Я не знаю, что сказать. Глупо стою и тереблю кошелёк, в котором лежит карточка на зарплату отца, беспомощно смятая бумажка со множеством фамилий и телефонов, а также пузырёк валерианки.
Механически повторяю:
- С бальзамчиком.
И чувствую, как эта фраза выжала из меня последние силы.
1
Ну это же была не она. Не её тело лежало сейчас здесь, в этой обитой бордовым бархатом коробке с причудливо вышитыми цветами. Не это шкафоподобное сооружение опускали четверо крепких мужиков прямо в глубину за час вырытой ямы на окраине города. Никак не могло быть моей матерью это странное застывшее с заботливо скрещенными руками существо, которое ещё недавно обнимало меня, мою дочь и своего мужа, целовало на ночь и советовало ложиться спать пораньше.
Папины коллеги приехали спозаранку в день похорон, чтобы помочь с делами. Если бы не они, я не знаю, как разобралась бы в провально-памятные даты, когда заключение врача пришибло нас, как бабочек шквалом ветра, к остывающим домашним стенам.
Они были повсюду с нами, эти многочисленные понимающие люди, казалось, отключившие на время яркие проявления индивидуальности, чтобы раствориться в нашем горе. Спасибо им за понимание того, насколько неприкаянными мы оказались – я, отец и маленькое существо, которое я только начала пристраивать в садик.

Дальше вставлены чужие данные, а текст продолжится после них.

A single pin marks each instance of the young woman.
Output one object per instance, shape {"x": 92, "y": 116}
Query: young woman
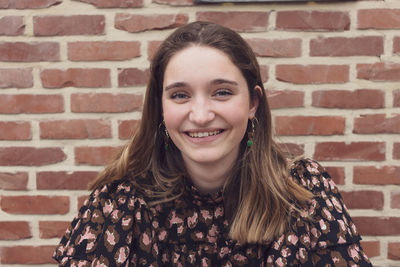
{"x": 202, "y": 182}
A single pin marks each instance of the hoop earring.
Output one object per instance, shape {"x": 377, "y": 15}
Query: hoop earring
{"x": 250, "y": 134}
{"x": 165, "y": 136}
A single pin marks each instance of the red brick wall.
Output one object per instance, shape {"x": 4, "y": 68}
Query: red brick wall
{"x": 72, "y": 79}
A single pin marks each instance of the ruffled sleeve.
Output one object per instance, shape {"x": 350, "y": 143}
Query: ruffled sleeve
{"x": 101, "y": 234}
{"x": 326, "y": 232}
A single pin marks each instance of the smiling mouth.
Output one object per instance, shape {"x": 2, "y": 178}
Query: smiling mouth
{"x": 203, "y": 134}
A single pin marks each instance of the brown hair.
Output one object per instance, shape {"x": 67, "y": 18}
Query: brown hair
{"x": 260, "y": 175}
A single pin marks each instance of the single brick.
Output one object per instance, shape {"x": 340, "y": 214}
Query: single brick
{"x": 114, "y": 3}
{"x": 396, "y": 98}
{"x": 14, "y": 230}
{"x": 12, "y": 130}
{"x": 396, "y": 45}
{"x": 30, "y": 156}
{"x": 12, "y": 25}
{"x": 312, "y": 20}
{"x": 35, "y": 104}
{"x": 395, "y": 200}
{"x": 69, "y": 25}
{"x": 376, "y": 124}
{"x": 292, "y": 149}
{"x": 16, "y": 78}
{"x": 379, "y": 71}
{"x": 105, "y": 102}
{"x": 336, "y": 173}
{"x": 309, "y": 125}
{"x": 132, "y": 77}
{"x": 394, "y": 250}
{"x": 94, "y": 155}
{"x": 345, "y": 47}
{"x": 243, "y": 21}
{"x": 276, "y": 47}
{"x": 13, "y": 181}
{"x": 340, "y": 151}
{"x": 28, "y": 4}
{"x": 35, "y": 204}
{"x": 75, "y": 77}
{"x": 127, "y": 128}
{"x": 98, "y": 51}
{"x": 362, "y": 98}
{"x": 175, "y": 2}
{"x": 75, "y": 129}
{"x": 27, "y": 255}
{"x": 29, "y": 52}
{"x": 52, "y": 180}
{"x": 312, "y": 74}
{"x": 364, "y": 199}
{"x": 285, "y": 99}
{"x": 152, "y": 48}
{"x": 140, "y": 23}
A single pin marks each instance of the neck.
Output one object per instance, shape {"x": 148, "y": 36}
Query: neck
{"x": 209, "y": 178}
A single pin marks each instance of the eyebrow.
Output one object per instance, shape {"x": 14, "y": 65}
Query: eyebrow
{"x": 175, "y": 85}
{"x": 221, "y": 81}
{"x": 213, "y": 82}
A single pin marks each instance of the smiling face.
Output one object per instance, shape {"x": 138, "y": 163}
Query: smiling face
{"x": 206, "y": 106}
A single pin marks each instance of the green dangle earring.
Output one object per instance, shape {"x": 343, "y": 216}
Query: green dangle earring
{"x": 166, "y": 146}
{"x": 250, "y": 134}
{"x": 165, "y": 135}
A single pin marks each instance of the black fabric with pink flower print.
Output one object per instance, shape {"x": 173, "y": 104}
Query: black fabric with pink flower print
{"x": 116, "y": 227}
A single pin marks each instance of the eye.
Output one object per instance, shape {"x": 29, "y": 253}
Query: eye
{"x": 223, "y": 93}
{"x": 179, "y": 95}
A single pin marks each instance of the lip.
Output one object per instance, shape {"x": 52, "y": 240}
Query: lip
{"x": 206, "y": 139}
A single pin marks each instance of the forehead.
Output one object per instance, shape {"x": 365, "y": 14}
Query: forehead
{"x": 201, "y": 62}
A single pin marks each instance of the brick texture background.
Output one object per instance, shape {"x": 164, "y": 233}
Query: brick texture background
{"x": 73, "y": 75}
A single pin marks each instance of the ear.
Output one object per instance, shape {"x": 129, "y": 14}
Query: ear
{"x": 254, "y": 102}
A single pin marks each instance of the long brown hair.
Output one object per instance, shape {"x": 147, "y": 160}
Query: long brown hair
{"x": 260, "y": 174}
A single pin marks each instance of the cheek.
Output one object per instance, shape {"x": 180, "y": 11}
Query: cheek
{"x": 172, "y": 117}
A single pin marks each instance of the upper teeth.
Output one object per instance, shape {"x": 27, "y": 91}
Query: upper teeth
{"x": 203, "y": 134}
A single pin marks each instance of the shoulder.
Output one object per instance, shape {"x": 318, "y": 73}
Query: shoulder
{"x": 325, "y": 216}
{"x": 311, "y": 175}
{"x": 103, "y": 226}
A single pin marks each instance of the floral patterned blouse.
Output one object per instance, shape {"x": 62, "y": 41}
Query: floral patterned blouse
{"x": 116, "y": 227}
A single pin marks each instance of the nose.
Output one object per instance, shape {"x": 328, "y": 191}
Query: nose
{"x": 201, "y": 112}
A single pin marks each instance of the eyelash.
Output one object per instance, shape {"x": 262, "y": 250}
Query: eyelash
{"x": 223, "y": 92}
{"x": 179, "y": 95}
{"x": 218, "y": 93}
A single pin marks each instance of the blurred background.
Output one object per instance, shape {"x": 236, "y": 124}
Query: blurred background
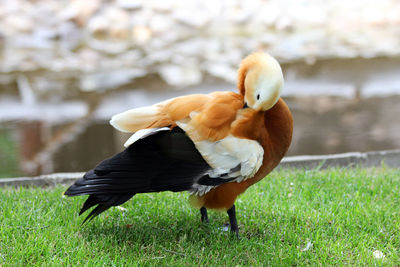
{"x": 67, "y": 66}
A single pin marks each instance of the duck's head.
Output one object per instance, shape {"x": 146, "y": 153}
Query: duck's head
{"x": 260, "y": 81}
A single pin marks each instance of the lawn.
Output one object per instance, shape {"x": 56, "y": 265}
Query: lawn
{"x": 345, "y": 216}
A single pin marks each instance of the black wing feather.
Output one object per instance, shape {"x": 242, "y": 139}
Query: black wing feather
{"x": 164, "y": 161}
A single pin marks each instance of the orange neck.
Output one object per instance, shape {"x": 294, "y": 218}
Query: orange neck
{"x": 275, "y": 139}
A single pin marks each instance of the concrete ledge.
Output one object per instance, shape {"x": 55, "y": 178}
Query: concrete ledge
{"x": 390, "y": 158}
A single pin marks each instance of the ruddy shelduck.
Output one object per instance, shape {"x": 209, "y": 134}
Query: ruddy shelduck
{"x": 213, "y": 145}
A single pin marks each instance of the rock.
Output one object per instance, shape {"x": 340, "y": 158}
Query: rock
{"x": 179, "y": 75}
{"x": 108, "y": 79}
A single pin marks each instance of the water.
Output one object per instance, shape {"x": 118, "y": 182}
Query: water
{"x": 322, "y": 125}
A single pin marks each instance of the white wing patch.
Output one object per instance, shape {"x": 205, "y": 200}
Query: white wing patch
{"x": 231, "y": 157}
{"x": 142, "y": 134}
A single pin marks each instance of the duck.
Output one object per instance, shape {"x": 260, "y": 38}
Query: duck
{"x": 214, "y": 145}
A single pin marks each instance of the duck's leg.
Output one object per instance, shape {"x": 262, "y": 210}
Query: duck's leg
{"x": 204, "y": 215}
{"x": 233, "y": 221}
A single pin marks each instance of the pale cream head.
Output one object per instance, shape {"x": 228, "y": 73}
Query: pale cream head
{"x": 260, "y": 81}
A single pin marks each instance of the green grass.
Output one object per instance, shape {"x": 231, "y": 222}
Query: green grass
{"x": 343, "y": 214}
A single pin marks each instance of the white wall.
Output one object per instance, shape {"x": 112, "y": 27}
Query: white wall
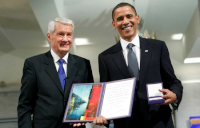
{"x": 190, "y": 105}
{"x": 91, "y": 52}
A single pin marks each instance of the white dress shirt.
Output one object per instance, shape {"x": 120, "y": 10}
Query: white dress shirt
{"x": 56, "y": 62}
{"x": 136, "y": 48}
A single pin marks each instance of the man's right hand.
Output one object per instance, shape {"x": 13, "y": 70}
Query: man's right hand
{"x": 100, "y": 121}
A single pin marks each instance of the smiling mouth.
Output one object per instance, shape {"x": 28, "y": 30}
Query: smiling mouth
{"x": 127, "y": 28}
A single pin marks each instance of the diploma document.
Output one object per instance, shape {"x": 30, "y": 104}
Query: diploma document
{"x": 112, "y": 100}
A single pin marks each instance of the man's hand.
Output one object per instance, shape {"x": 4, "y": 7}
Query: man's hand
{"x": 169, "y": 96}
{"x": 100, "y": 121}
{"x": 77, "y": 124}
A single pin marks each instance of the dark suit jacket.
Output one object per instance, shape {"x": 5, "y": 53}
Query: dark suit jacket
{"x": 41, "y": 91}
{"x": 155, "y": 66}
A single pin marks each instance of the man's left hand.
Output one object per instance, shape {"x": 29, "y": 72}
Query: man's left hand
{"x": 169, "y": 96}
{"x": 77, "y": 124}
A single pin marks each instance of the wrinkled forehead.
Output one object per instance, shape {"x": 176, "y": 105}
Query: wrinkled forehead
{"x": 123, "y": 9}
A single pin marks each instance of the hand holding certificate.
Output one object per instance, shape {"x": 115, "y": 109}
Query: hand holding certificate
{"x": 89, "y": 100}
{"x": 153, "y": 93}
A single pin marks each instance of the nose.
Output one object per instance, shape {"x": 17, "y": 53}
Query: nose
{"x": 125, "y": 21}
{"x": 65, "y": 38}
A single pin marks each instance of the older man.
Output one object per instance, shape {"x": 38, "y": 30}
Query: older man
{"x": 47, "y": 79}
{"x": 146, "y": 59}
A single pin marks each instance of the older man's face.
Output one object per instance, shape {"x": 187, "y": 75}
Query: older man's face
{"x": 61, "y": 39}
{"x": 125, "y": 21}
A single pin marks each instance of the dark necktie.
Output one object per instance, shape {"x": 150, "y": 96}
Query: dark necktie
{"x": 61, "y": 73}
{"x": 132, "y": 61}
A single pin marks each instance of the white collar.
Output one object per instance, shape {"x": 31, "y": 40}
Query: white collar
{"x": 135, "y": 41}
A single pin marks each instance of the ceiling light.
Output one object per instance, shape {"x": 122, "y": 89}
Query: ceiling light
{"x": 177, "y": 36}
{"x": 46, "y": 44}
{"x": 192, "y": 60}
{"x": 81, "y": 41}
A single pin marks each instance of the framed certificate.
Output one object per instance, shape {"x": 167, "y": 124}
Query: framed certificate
{"x": 112, "y": 100}
{"x": 153, "y": 93}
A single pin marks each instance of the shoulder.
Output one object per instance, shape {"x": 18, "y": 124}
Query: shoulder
{"x": 36, "y": 58}
{"x": 78, "y": 58}
{"x": 152, "y": 41}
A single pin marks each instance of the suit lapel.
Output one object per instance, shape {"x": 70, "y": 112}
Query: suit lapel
{"x": 119, "y": 60}
{"x": 71, "y": 72}
{"x": 145, "y": 57}
{"x": 51, "y": 70}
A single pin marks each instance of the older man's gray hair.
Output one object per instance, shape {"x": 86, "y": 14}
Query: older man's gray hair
{"x": 51, "y": 25}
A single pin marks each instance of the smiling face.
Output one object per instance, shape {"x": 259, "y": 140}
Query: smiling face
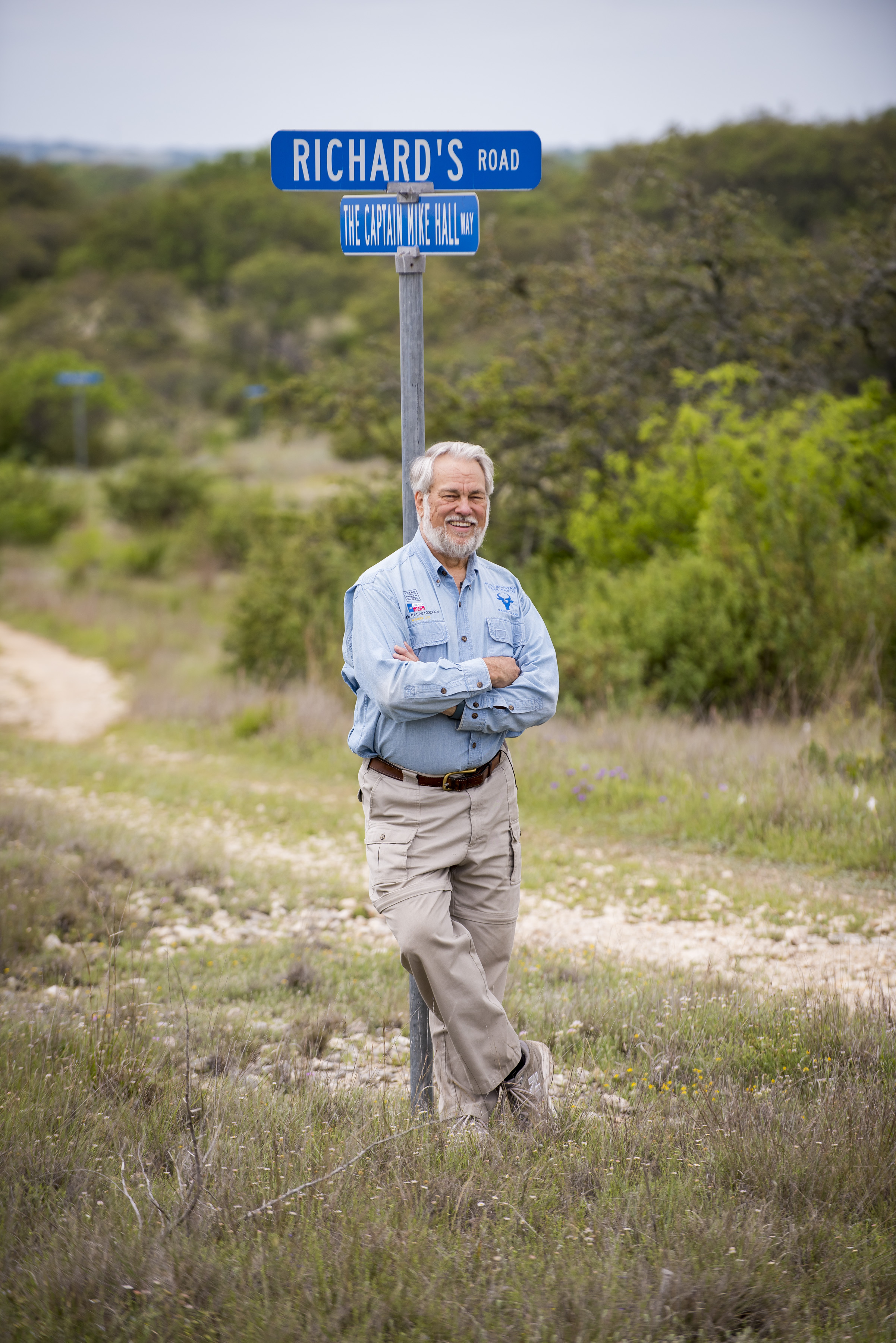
{"x": 454, "y": 515}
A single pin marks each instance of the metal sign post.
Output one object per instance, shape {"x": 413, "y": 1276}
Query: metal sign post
{"x": 447, "y": 167}
{"x": 411, "y": 265}
{"x": 78, "y": 382}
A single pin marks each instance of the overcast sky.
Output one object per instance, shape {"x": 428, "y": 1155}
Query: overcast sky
{"x": 211, "y": 74}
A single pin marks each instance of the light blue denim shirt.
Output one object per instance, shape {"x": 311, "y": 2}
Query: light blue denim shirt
{"x": 409, "y": 597}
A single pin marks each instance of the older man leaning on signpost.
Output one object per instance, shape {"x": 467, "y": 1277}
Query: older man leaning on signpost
{"x": 449, "y": 658}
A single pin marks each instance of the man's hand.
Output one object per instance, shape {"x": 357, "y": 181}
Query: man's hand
{"x": 404, "y": 653}
{"x": 502, "y": 672}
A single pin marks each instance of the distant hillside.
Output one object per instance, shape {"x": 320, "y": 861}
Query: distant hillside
{"x": 72, "y": 152}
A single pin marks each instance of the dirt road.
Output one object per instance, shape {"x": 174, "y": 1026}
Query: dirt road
{"x": 51, "y": 695}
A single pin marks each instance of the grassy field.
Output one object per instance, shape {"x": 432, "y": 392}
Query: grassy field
{"x": 199, "y": 1014}
{"x": 746, "y": 1192}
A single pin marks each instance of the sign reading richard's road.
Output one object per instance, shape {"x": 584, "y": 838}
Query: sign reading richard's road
{"x": 451, "y": 160}
{"x": 444, "y": 225}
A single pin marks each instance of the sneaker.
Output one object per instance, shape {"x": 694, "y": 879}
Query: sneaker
{"x": 529, "y": 1091}
{"x": 469, "y": 1128}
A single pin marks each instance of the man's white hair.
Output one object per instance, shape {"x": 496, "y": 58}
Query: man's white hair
{"x": 422, "y": 468}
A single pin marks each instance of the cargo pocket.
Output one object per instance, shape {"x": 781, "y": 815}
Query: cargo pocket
{"x": 514, "y": 855}
{"x": 388, "y": 849}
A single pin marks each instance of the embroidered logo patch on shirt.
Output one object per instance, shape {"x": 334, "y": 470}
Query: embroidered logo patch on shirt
{"x": 507, "y": 597}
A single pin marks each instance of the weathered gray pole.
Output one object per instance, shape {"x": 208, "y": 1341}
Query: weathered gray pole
{"x": 80, "y": 417}
{"x": 411, "y": 265}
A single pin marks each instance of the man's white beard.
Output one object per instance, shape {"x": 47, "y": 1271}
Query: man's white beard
{"x": 442, "y": 541}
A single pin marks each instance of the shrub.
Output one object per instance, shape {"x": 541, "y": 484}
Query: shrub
{"x": 156, "y": 494}
{"x": 287, "y": 618}
{"x": 143, "y": 558}
{"x": 253, "y": 720}
{"x": 748, "y": 559}
{"x": 33, "y": 511}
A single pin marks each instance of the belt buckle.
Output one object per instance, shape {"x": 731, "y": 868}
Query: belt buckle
{"x": 455, "y": 774}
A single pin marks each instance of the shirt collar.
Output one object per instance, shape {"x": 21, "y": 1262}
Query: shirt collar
{"x": 422, "y": 551}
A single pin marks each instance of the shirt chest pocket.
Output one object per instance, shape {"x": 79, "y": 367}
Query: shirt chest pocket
{"x": 428, "y": 635}
{"x": 502, "y": 636}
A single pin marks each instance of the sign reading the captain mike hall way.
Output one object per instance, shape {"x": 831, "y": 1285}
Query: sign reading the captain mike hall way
{"x": 444, "y": 225}
{"x": 451, "y": 160}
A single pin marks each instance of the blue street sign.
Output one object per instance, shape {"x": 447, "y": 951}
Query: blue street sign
{"x": 440, "y": 225}
{"x": 78, "y": 379}
{"x": 451, "y": 160}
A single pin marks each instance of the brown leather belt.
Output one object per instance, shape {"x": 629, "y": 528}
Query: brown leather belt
{"x": 456, "y": 781}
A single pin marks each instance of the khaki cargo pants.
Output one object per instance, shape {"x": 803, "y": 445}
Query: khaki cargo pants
{"x": 444, "y": 875}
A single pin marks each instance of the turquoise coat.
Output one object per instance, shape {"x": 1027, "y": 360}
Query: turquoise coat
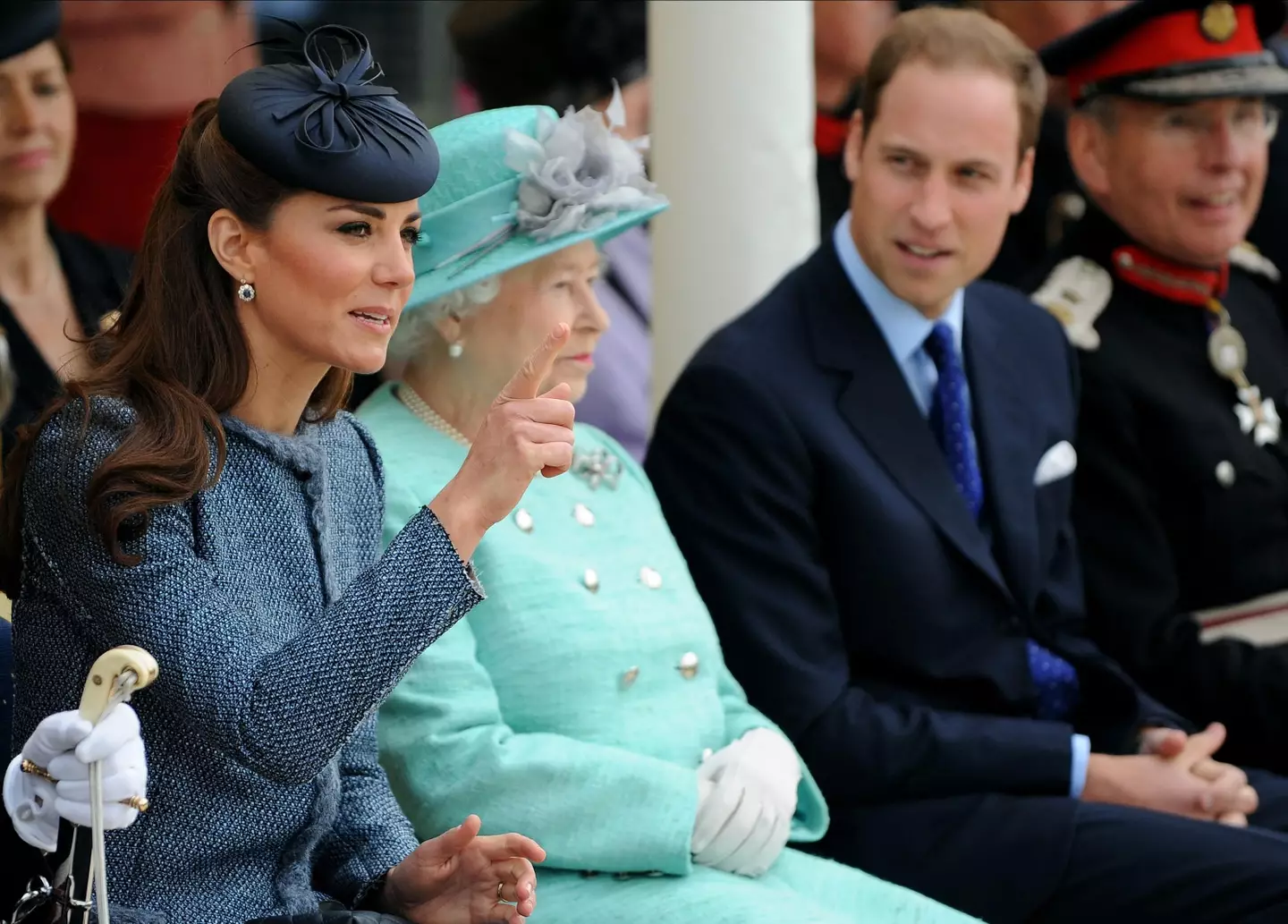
{"x": 576, "y": 702}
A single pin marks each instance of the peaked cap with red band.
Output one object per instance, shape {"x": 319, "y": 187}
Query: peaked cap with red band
{"x": 1173, "y": 50}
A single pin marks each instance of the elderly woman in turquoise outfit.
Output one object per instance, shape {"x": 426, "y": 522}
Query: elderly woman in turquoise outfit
{"x": 585, "y": 700}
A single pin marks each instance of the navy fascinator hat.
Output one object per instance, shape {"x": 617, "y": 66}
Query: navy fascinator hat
{"x": 324, "y": 125}
{"x": 26, "y": 23}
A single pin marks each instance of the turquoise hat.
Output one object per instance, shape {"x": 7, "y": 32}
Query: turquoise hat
{"x": 520, "y": 183}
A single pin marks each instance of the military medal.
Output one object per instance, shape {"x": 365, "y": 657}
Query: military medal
{"x": 1228, "y": 352}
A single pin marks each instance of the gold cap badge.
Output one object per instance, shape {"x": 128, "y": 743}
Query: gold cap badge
{"x": 1218, "y": 21}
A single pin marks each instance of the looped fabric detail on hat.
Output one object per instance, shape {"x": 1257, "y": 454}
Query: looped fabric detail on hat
{"x": 324, "y": 124}
{"x": 342, "y": 119}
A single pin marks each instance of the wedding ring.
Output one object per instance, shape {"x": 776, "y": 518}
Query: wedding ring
{"x": 137, "y": 801}
{"x": 37, "y": 769}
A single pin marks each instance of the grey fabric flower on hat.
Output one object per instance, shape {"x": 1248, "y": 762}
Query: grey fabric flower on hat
{"x": 579, "y": 173}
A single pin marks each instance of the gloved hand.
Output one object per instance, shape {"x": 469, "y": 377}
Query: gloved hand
{"x": 64, "y": 745}
{"x": 766, "y": 757}
{"x": 737, "y": 829}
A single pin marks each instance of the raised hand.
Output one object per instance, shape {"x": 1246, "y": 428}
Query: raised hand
{"x": 460, "y": 877}
{"x": 524, "y": 433}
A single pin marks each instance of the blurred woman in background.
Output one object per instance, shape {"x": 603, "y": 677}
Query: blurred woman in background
{"x": 55, "y": 288}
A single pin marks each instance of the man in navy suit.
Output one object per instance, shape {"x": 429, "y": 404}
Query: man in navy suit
{"x": 869, "y": 473}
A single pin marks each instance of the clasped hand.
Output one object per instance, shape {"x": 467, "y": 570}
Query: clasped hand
{"x": 1175, "y": 772}
{"x": 746, "y": 803}
{"x": 462, "y": 877}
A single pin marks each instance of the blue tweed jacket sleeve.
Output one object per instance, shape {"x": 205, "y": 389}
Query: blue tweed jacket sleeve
{"x": 257, "y": 673}
{"x": 371, "y": 834}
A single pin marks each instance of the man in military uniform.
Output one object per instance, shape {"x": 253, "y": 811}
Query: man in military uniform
{"x": 1182, "y": 494}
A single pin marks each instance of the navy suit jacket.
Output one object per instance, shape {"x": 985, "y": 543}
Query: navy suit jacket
{"x": 857, "y": 599}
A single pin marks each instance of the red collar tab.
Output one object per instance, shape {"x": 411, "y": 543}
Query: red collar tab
{"x": 830, "y": 134}
{"x": 1189, "y": 37}
{"x": 1173, "y": 281}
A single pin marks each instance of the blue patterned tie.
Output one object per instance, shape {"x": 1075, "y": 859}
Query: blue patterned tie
{"x": 1054, "y": 678}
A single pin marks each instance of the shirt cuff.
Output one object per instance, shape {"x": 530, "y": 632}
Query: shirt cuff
{"x": 1079, "y": 771}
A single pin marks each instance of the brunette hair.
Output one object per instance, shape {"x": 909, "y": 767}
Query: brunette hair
{"x": 959, "y": 38}
{"x": 177, "y": 353}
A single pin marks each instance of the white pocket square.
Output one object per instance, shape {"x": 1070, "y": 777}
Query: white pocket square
{"x": 1056, "y": 462}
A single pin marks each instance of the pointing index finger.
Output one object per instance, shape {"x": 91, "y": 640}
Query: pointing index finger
{"x": 527, "y": 382}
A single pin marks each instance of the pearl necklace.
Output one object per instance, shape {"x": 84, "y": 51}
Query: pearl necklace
{"x": 418, "y": 406}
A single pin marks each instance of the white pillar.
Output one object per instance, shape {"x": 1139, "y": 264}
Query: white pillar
{"x": 732, "y": 124}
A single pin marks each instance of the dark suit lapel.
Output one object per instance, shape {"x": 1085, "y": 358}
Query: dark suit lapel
{"x": 880, "y": 407}
{"x": 1001, "y": 430}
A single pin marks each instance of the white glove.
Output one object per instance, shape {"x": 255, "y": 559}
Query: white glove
{"x": 737, "y": 830}
{"x": 66, "y": 745}
{"x": 766, "y": 757}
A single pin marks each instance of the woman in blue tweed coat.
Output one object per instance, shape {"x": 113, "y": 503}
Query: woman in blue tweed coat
{"x": 586, "y": 700}
{"x": 199, "y": 495}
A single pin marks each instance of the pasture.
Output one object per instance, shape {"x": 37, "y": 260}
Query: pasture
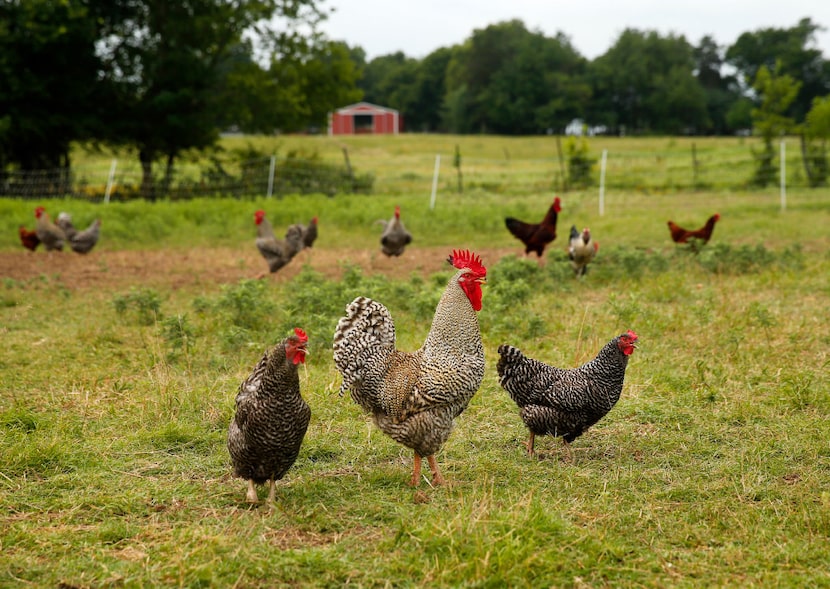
{"x": 119, "y": 370}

Они оставили нас только в день прощания.
2
Пока я стояла и не знала, что ответить даме в морге больницы, откуда потом забирали маму, со мной была папина коллега Елена. Она быстро сообразила, что сотрудница учреждения уже повесила на меня все ритуалы – одеть, обмыть, подготовить – и огорошила мягким уточнением «Ты точно справишься? На тебе, помни, дочь и отец». Тогда осознание беспомощности накатило на меня, я жалко схватилась за сползающую на пол сумку и спросила:
- А как тогда быть с мамой?
Сотрудница морга бесстрастно посмотрела на подошедшую коллегу и сообщила:
- Можем сами сделать. Это стоит…
Маму забирали на следующий день. Снова эти дурацкие носилки, а после кровать-каталка, на которых лежало мумиеподобное мамино тело. Глаза закрыты, руки сложены на груди, как положено. Но это не моя мама.
Опершись на стену, я созерцаю обстановку; взгляд тонет в каждой мелочи, я до предела загружаю мозг – лишь бы не думать о том, что мне придётся принять факт её ухода от нас. Я когда-нибудь потом осознаю это.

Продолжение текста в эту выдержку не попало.